Krankenhausserien: Wo sind all die Ärzte hin?
„Grey‘s Anatomy“bekommt eine 21. Staffel. Aber was können die Nachfolger? Über asoziale Genies, Teams am Rande des Burn-outs und einen Gynäkologen, der Tattoos absichtlich falsch zusammennäht.

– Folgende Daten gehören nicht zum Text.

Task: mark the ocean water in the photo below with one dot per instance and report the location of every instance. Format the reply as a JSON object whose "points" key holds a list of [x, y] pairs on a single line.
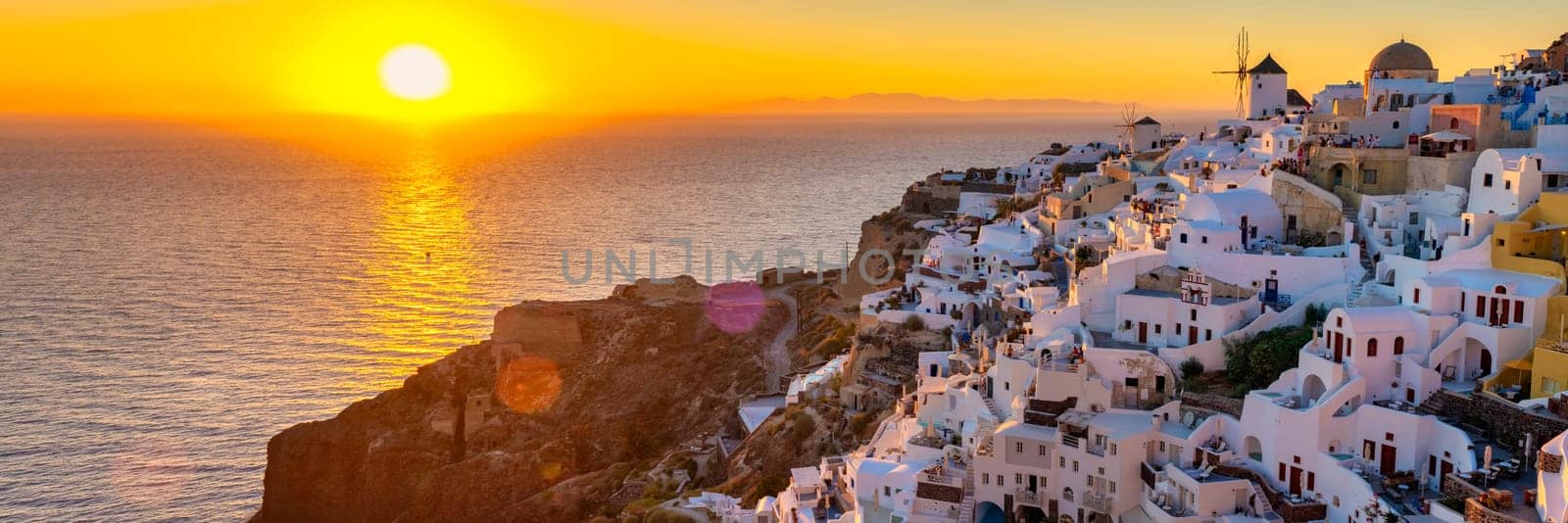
{"points": [[172, 298]]}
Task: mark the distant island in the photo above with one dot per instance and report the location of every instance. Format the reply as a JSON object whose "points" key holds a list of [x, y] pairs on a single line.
{"points": [[909, 102]]}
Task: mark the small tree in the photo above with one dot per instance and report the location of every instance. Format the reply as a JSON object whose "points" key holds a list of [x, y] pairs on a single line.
{"points": [[1314, 315], [1191, 368]]}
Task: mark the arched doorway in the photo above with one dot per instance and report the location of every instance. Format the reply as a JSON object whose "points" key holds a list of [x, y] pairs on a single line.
{"points": [[1313, 389], [988, 512], [1340, 172]]}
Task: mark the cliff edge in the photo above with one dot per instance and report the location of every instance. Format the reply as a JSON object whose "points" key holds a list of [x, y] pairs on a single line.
{"points": [[557, 417]]}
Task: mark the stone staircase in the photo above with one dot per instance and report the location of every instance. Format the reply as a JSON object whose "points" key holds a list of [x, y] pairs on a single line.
{"points": [[984, 433], [1266, 509], [996, 410], [1356, 280], [1058, 269], [966, 509]]}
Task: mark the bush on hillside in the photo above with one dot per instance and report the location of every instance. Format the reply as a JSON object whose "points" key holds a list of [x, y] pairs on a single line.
{"points": [[1256, 360], [1191, 368]]}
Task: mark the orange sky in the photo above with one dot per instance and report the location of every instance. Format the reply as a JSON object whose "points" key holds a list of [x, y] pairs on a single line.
{"points": [[172, 57]]}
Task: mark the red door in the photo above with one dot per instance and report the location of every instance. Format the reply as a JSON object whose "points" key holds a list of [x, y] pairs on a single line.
{"points": [[1387, 460]]}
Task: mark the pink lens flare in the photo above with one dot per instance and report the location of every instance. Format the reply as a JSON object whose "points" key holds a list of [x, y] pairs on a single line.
{"points": [[736, 308]]}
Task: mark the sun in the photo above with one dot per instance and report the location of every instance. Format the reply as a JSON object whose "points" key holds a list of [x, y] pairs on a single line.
{"points": [[415, 72]]}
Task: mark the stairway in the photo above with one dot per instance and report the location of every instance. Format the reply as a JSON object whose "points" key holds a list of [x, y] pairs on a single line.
{"points": [[966, 509], [1356, 280], [984, 433], [1058, 269], [996, 410]]}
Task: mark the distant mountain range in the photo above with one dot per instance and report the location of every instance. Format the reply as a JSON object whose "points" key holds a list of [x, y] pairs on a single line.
{"points": [[909, 102]]}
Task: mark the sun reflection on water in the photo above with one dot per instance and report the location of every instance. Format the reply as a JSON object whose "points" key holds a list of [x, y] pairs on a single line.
{"points": [[423, 272]]}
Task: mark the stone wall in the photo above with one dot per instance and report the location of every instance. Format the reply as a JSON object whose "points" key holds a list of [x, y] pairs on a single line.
{"points": [[1504, 420], [1212, 402], [1427, 172], [1314, 209], [930, 199]]}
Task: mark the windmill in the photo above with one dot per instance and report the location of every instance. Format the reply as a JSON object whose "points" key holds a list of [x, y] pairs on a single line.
{"points": [[1243, 49], [1129, 117]]}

The Good Doctor Autisten diagnostizieren besser
Im Wesentlichen gibt es zwei Typen von Krankenhausserien: Die einen zeigen Teams, die tagtäglich mit Herzinfarkten, zu früh geborenen Babys, schlecht behandeltem Diabetes und Schusswunden zu tun haben und nicht nur gegen Krankheiten, sondern auch gegen die Strukturen kämpfen. Die anderen drehen sich um außergewöhnliche Fälle lösende Genies. „Grey‘s Anatomy“gegen „Dr. House“sozusagen.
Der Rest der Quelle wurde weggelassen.